The soldiers went back to their bivvies in the soft soil under the olives and the blossoming almond trees. They were happy with so many flowers, so many fresh vegetables, and so much fresh and sweet water. They parked their vehicles between rows of trees and a little snow of petals fell on to the hard, cracked canopies. People came to sell eggs. Little food remained in the city and drivers were content with a few visits to the marine parade and the ruined port.

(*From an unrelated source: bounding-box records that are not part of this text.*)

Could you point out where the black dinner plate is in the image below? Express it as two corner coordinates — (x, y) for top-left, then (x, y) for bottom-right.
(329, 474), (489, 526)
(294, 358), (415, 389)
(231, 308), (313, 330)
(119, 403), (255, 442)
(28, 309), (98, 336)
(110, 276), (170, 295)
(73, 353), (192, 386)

February slipped by. RMT convoys carried petrol, rations, and rum to as far as Ben Gardane, 180 miles to the west. They appeared with their loads two days after the settlement had fallen. They claimed, apart from the Long Range Desert Group, to be the first New Zealand vehicles to enter Tunisia.

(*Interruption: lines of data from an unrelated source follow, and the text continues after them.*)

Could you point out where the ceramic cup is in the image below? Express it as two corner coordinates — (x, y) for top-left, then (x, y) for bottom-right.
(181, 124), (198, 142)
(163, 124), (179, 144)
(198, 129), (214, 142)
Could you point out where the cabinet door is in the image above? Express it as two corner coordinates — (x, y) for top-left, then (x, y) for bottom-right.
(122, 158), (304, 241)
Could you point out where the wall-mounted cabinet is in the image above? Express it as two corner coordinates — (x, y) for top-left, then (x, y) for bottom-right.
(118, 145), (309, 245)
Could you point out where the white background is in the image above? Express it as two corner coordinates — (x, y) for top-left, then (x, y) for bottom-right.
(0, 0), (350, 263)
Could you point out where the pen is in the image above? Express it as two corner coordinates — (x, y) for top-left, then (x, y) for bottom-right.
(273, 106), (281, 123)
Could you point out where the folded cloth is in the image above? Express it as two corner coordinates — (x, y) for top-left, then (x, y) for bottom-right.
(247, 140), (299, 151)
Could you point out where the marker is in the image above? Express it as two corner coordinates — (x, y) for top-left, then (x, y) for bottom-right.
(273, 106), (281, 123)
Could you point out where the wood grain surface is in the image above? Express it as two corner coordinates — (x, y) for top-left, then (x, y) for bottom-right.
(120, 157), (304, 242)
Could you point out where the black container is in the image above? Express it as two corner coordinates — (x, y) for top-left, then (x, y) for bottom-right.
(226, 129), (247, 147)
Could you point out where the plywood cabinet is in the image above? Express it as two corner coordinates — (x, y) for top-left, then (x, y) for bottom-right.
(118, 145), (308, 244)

And the Maori Battalion won the football competition.

Orders came through on 1 March. The same night 4 RMT Company was on the move, away from the olives and the almonds and into the west.

The last of the blossom fell and the tiny fruit buds formed. The bivouacs fell in and nobody leaned against white buildings to remember the taste of Dunedin beer.

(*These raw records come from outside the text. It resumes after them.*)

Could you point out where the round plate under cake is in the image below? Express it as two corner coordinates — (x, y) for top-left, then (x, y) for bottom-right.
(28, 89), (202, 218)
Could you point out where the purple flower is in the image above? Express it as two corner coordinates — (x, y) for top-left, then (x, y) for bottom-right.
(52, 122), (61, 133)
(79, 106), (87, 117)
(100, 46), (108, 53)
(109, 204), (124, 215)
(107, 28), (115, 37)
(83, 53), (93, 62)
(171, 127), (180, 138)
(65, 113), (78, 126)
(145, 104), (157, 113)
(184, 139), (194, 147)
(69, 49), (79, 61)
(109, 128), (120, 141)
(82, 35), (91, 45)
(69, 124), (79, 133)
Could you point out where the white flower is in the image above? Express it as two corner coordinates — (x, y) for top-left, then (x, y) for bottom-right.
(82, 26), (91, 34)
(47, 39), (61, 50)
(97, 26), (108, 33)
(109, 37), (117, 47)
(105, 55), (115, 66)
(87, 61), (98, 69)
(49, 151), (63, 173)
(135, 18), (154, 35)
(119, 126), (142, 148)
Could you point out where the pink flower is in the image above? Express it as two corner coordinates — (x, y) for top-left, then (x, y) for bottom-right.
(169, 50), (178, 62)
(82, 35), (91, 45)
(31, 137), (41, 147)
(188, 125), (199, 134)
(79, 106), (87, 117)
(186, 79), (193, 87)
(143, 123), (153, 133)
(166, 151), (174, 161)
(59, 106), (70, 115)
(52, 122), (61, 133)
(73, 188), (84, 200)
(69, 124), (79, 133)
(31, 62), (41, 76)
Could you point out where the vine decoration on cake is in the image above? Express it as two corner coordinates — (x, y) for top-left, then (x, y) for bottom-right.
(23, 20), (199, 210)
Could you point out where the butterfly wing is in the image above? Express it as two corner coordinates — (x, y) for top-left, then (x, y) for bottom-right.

And, when nobody was looking, the two black diamond signs proudly planted on top of the fountain in the Piazza Castello quietly disappeared, for ever.

42 A little premature. German resistance ended at Stalingrad on 2 Feb 1943.

43 Dvr J. W. Cooper; Christchurch; born England, 4 Nov 1908; chauffeur; wounded 30 Dec 1942.

44 4 RMT Coy: 1 Pl with Div Pet Coy; 2 Pl, 16 lorries to 21 Bn, remainder to Pet and Amn Coys; 3 Pl, 27 lorries to 28 Bn, 4 to 23 Bn; 4 Pl, 19 lorries to 23 Bn, 9 to Amn Coy. 6 RMT Coy: 1 Pl to 25 Bn; 2 Pl, 19 lorries to 26 Bn; Composite Pl (8 from 1 Pl and 10 from 2 Pl, under Lt A. E. Irving) to 24 Bn; 4 Pl with Div Sup Coy carrying water.

45 The military occupation of Tripoli was strictly enforced. A 4 RMT corporal who threatened a stationmaster and a bus driver with a pistol and entered a house was reduced to the ranks and sentenced to 90 days’ field punishment.

46 Libya has an Arab population of 1,085,000 … and of that number only 16—yes, 16—have had a college education…. Perhaps 250,000 Libyans can write their own names, but it is believed that not more than 60,000 of those are sufficiently literate to go beyond that. More than 750,000 Libyans, if faced with a document to sign, use their thumbprints. Of all the backward countries of North Africa, Libya is the most backward.’—Joseph Wechsberg, in The New Yorker, 10 Nov 1951.